Правда, было еще где-то на юге ласковое солнце и теплое море, но отсюда оно казалось таким далеким и нереальным, что Горчаков о нем никогда не вспоминал, так же как старался вычеркнуть из памяти все, что было связано с безмятежным его детством и не менее беспечальным отрочеством. Старался, но не мог…
На душе было мерзко. Дождь лил не переставая, одежда превратилась в хлющ[125]. Не отсырели бы боеприпасы! Патронные коробки обернуты промасленной бумагой, под ней — двойной слой вощанки[126]. На вощанку мать клала сложенную узкой лентой влажную тряпочку, сверху — вату, туго бинтовала горло.
В детстве Горчакова мучила ангина, в горле зрели нарывы. Лохматый земский доктор Нус — осмотр больных он начинал именно с этих, произнесенных бодрой скороговоркой слов: «Ну-с», — кряхтя и распространяя вокруг крепчайший дух асмоловского табака[127], усаживался писать «рецептус».
Выписывал всегда одно и то же: полоскание борной кислотой, компресс, очистительное.

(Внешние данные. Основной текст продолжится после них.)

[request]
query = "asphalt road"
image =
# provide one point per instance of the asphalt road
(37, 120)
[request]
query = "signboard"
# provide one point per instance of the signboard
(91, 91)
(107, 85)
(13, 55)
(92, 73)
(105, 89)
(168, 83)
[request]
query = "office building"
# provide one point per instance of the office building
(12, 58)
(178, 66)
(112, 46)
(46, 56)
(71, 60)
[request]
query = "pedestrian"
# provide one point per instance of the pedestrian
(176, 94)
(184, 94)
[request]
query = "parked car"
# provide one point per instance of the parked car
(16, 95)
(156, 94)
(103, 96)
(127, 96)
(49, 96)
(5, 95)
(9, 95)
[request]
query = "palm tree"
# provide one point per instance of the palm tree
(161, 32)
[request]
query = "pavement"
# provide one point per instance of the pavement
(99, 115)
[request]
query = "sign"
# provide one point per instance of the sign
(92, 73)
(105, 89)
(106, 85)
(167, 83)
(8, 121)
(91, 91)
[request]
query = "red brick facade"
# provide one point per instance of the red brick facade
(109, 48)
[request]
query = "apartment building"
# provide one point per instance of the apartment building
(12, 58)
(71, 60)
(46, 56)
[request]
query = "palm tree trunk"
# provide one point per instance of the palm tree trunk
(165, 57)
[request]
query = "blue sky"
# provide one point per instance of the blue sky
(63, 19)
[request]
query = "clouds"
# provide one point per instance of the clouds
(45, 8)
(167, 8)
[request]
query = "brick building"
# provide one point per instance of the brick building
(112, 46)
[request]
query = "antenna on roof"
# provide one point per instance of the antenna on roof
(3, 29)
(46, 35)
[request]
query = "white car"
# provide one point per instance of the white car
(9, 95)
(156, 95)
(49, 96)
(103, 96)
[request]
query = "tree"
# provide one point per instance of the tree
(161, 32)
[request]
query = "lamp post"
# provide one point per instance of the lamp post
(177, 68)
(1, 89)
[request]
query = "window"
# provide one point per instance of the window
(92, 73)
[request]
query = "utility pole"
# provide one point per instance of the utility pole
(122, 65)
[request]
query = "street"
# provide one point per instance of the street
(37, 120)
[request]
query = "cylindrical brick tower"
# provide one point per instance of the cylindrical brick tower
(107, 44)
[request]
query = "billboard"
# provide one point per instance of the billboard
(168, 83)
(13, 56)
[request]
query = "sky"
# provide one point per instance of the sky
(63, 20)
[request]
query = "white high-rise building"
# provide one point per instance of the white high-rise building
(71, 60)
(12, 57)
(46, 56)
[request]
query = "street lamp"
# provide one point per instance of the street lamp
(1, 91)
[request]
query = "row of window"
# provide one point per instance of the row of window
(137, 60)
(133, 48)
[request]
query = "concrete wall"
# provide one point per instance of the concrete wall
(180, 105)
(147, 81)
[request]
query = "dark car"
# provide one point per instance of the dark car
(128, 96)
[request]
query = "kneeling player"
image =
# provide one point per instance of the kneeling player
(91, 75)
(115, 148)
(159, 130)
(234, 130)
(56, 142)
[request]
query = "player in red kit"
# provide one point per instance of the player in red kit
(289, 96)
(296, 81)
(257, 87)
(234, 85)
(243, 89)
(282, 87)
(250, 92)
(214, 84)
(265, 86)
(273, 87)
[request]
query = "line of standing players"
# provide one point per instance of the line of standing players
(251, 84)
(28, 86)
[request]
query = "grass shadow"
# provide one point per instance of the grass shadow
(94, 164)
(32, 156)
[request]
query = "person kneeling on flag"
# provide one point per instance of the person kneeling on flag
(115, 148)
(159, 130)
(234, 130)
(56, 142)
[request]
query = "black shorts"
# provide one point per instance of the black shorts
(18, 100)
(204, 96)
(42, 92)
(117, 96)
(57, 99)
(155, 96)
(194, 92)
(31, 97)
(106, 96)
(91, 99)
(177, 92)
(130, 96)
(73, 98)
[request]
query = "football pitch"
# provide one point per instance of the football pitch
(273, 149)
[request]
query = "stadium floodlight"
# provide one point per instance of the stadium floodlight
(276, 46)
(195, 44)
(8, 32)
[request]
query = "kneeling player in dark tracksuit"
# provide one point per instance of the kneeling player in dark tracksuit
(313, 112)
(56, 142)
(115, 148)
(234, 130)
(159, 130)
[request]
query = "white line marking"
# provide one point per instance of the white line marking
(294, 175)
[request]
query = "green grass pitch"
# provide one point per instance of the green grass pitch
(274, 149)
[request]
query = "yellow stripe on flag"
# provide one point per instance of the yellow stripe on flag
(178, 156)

— Вы, душечка, как всегда, предвосхитили меня, — говорил доктор матери. — Абсолютно правильный выбор средств. Тэк-с, засим позвольте освидетельствовать многоуважаемого пациента. Ну-с, дитя, снимайте бурнус[128]…
Потом Нус долго с наслаждением пил вкусный чай из самовара и приятным баритоном рассказывал удивительные истории о чудесном напитке, завезенном некогда на Русь из сказочного Китая китайским негоциантом по имени Сам-Пью-Чай.